House raised his head, looking around the living room of his condo. The grand piano was like an old friend. He had hauled it to New Jersey when he had accepted the position eight years ago. Wilson had helped him move in that day. He had even followed House to Princeton-Plainsboro when the Oncology position had opened up. I've never really asked him why he did that? God knows he should have been grateful to finally get rid of me.
House looked at his watch once again. It was now five minutes later than his previous check. Why couldn't I just keep my mouth shut? Why can't I just accept that he's married? Why have I been gloating albeit secretly that his marriage seems to be on the rocks? Why can't I just be honest with . . . myself?
It was getting dark outside. Darkness or bright sunshine didn't really make any difference to the world's greatest diagnostician; House laughed at himself. Everybody knows you're a bastard and bad tempered. You don't really think your three ducklings really admire you, do you?
The images of Chase, Cameron, and Foreman appeared in House's mind. The narc, the whiner, and the prig not a pretty picture was it? Why had it been so difficult to comply with Cuddy's edict to fire one of them? None of them meant a hill of beans to him. They were there to learn, to work and . . . do whatever I want, this isn't a popularity contest. But why . . . why is Wilson there? With his credentials, he could be a consultant anywhere in the US? Why?

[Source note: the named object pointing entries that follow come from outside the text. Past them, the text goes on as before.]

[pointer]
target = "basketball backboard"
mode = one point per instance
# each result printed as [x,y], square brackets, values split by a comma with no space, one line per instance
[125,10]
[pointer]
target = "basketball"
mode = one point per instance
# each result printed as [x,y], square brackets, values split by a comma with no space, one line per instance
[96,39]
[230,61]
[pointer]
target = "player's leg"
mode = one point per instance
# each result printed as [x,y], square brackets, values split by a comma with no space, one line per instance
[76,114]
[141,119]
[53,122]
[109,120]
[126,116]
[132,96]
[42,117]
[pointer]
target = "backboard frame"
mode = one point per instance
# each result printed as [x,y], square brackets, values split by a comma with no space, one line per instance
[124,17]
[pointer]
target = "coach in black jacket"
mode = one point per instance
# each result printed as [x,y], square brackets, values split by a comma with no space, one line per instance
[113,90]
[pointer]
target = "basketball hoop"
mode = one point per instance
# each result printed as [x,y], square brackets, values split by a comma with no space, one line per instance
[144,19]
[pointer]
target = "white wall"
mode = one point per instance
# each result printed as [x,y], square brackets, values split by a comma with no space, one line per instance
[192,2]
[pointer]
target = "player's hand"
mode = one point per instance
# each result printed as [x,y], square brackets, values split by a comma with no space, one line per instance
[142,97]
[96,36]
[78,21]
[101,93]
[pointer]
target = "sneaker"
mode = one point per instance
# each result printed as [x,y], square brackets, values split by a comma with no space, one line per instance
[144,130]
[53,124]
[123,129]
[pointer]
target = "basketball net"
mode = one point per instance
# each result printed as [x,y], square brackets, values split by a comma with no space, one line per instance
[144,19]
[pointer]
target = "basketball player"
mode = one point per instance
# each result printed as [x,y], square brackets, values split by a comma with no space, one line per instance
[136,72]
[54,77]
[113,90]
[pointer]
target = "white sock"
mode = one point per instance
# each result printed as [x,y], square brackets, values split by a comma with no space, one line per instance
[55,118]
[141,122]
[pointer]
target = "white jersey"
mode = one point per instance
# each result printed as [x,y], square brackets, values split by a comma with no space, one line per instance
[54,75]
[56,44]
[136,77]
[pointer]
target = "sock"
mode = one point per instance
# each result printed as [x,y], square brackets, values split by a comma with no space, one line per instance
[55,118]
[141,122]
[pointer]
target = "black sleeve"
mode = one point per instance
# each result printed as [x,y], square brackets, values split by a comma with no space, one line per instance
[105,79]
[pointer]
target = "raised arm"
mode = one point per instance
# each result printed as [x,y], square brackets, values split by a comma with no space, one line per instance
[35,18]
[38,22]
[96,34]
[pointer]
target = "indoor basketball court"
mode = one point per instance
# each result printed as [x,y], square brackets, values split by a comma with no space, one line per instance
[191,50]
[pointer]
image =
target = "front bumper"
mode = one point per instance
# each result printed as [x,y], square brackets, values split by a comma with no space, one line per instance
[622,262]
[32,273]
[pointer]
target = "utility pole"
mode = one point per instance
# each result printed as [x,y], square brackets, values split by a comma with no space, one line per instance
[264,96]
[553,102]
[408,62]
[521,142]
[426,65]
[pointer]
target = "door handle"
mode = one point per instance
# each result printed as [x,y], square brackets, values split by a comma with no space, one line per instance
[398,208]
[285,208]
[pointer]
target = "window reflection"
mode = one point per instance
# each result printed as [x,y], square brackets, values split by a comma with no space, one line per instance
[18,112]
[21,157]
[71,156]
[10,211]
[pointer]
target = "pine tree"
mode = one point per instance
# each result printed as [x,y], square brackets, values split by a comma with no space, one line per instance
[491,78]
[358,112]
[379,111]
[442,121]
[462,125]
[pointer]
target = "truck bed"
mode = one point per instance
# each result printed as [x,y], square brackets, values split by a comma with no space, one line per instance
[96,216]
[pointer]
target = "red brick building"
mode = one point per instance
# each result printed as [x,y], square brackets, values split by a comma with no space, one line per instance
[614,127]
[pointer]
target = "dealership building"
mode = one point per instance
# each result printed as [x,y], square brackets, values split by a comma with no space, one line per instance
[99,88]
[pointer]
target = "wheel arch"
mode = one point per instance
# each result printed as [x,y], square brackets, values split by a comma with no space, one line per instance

Looking at his watch, House realized that better than a half hour had passed. He reached into his pocket and found the plastic pill bottle that contained . . . relief . . . relief from the agonizing pain of dead muscle tissue. There were so few left. How humiliating it had been when he had ranted and raved at the pharmacist when he had run out. Popping the Vicodin into his mouth, he felt the relief almost immediately although he admitted to himself that his mind was telling him the pain was less, not his leg.
Looking around the room, he tried to get up to go to the kitchen to fix . . . "something". It wasn't fun anymore to experiment with various cuisines now that Jay wasn't here. Funny, nothing seemed like fun anymore unless Jay was here. The tired face smiled as he remembered the overwhelming feeling of comfort and ease that he'd felt that night they drove the corvette through town.
Suddenly, his tired blue eyes saddened as the memory of James Wilson's hurt came thundering back into his mind. Why couldn't I have just kept my mouth shut? I know I'm a moody, sharp tongued bastard, but why did I have to lash out at Jay?
House's body was telegraphing all sorts of messages to him. His leg was feeling better, but the rest of him was not. He had no use for food; he had no use for booze; music sometimes soothed him, but nothing would do this time. He needed to see Wilson; to talk to him; to . . . apologize, but why would Jay even think of seeing him?
Limping more than usual; his cane was the only thing holding him up. Suddenly, the door buzzer sounded. His mind and body grimaced with the thought of facing anyone. Walking slowly, in hopes that the person wouldn't wait around, the slender figure opened the door. James Wilson, exhausted, angry, hesitant, stood there.